Today, Barack Obama gave a speech while in Independence, MO. The speech (of which I caught only about 15 minutes while at my father’s house), dealt with the subject of patriotism.
As with most of Sen. Obama’s speeches, it was well written and well delivered, if a bit empty of substance. But it was a fine speech, on love of country, sacrifice and service. Nothing new (or newsworthy), but nothing wrong with it either . However, while Sen. Obama was delivering this speech,
… urging supporters not to devalue the military service of rival John McCain, a former Obama adviser and top Democratic voice on foreign policy argued Monday that the former POW’s isolation during the Vietnam War has hobbled the Arizona senator’s capacity as a war-time leader.
“Sadly, Sen. McCain was not available during those times, and I say that with all due respect to him” said Rand Beers. “I think that the notion that the members of the Senate who were in the ground forces or who were ashore in Vietnam have a very different view of Vietnam and the cost that you described than John McCain does because he was in isolation essentially for many of those years and did not experience the turmoil here or the challenges that were involved for those of us who served in Vietnam during the Vietnam war.”
“So I think,” he continued, “to some extent his national security experience in that regard is sadly limited and I think it is reflected in some of the ways that he thinks about how U.S. forces might be committed to conflicts around the world.”
McCain spent five years in captivity as a POW in North Vietnam.
Okay, that’s outside of enough.

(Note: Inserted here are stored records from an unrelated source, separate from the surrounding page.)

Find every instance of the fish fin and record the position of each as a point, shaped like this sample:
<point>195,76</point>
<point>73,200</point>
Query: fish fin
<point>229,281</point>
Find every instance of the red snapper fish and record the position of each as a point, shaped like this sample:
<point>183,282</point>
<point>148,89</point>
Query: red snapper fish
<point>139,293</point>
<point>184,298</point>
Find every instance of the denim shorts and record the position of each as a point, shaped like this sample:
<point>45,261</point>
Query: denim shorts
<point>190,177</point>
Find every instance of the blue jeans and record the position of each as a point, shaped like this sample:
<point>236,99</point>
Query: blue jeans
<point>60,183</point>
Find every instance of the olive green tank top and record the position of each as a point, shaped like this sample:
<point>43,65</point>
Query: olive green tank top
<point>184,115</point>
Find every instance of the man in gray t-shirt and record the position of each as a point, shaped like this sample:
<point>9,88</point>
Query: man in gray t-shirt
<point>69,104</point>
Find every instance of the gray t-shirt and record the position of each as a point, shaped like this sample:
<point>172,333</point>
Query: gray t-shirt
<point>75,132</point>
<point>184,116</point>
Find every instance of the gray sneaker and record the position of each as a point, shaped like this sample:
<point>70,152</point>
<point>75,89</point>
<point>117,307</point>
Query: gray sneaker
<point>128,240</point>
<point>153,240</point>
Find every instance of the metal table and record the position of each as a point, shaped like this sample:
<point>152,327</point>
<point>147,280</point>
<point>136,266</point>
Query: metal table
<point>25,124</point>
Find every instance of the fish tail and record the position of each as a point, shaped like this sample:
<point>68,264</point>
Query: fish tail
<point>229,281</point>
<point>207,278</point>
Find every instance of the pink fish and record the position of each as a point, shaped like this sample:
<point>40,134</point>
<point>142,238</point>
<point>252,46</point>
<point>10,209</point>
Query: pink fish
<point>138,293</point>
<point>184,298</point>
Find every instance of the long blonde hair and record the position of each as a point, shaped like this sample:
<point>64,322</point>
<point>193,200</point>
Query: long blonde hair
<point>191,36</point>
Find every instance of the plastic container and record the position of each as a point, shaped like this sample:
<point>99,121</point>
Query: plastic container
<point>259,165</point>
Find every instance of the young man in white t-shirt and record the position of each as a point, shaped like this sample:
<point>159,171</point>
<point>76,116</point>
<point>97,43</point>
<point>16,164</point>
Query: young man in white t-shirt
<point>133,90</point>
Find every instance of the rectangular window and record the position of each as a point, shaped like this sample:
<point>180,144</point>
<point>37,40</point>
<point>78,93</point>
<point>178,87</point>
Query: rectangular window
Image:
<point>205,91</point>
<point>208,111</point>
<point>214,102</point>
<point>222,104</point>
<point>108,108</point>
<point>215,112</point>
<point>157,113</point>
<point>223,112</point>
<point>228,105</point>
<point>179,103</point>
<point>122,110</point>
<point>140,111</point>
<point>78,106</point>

I’m getting pretty tired of the Democrat’s attacks on Sen. McCain’s military service. Remember Jay Rockfeller’s remark that
“McCain was a fighter pilot, who dropped laser-guided missiles from 35,000 feet. He was long gone when they hit. What happened when they [the missiles] get to the ground? He doesn’t know. You have to care about the lives of people. McCain never gets into those issues.”
And then there was yesterday’s verbal garbage from Gen. Wesley Clark on “Face the Nation”:
After saying, “I certainly honor his service as a prisoner of war. He was a hero to me and to hundreds of thousands and millions of others in the armed forces, as a prisoner of war,” he added that these experiences in no way qualify McCain to be president in his view:
“He has been a voice on the Senate Armed Services Committee. And he has traveled all over the world. But he hasn’t held executive responsibility. That large squadron in the Navy that he commanded — that wasn’t a wartime squadron,” Clark said.
“I don’t think getting in a fighter plane and getting shot down is a qualification to become president.”
Look, I’m not a McCain fan — he’s not the candidate I voted for in the primaries — but c’mon. Sen. McCain is not campaigning on the fact that he spent nearly 6 years as a POW in Vietnam. (And handled himself courageously and honorably under brutal, inhuman conditions. For example, his response when — shortly before his release — he was asked if he wanted to thank a North Vietnamese doctor who purportedly treated him in the Hanoi Hilton. “Tell the son-of-a-bitch I said hello,” McCain retorted, “because I haven’t seen him in five-and-a-half years.” Now that’s a brave man.)
Oh, and Gen. Clark, before pointing out Sen. McCain’s lack of executive experience (for having been in the US Congress for 26 years, which, depending on your view of Congress, may or may not be a good thing), remember that Sen. Obama’s experience consists of two-thirds of a term as U.S. senator, one term as a state senator, a couple of years as a ‘community organizer’ and being president of the Harvard Law Review.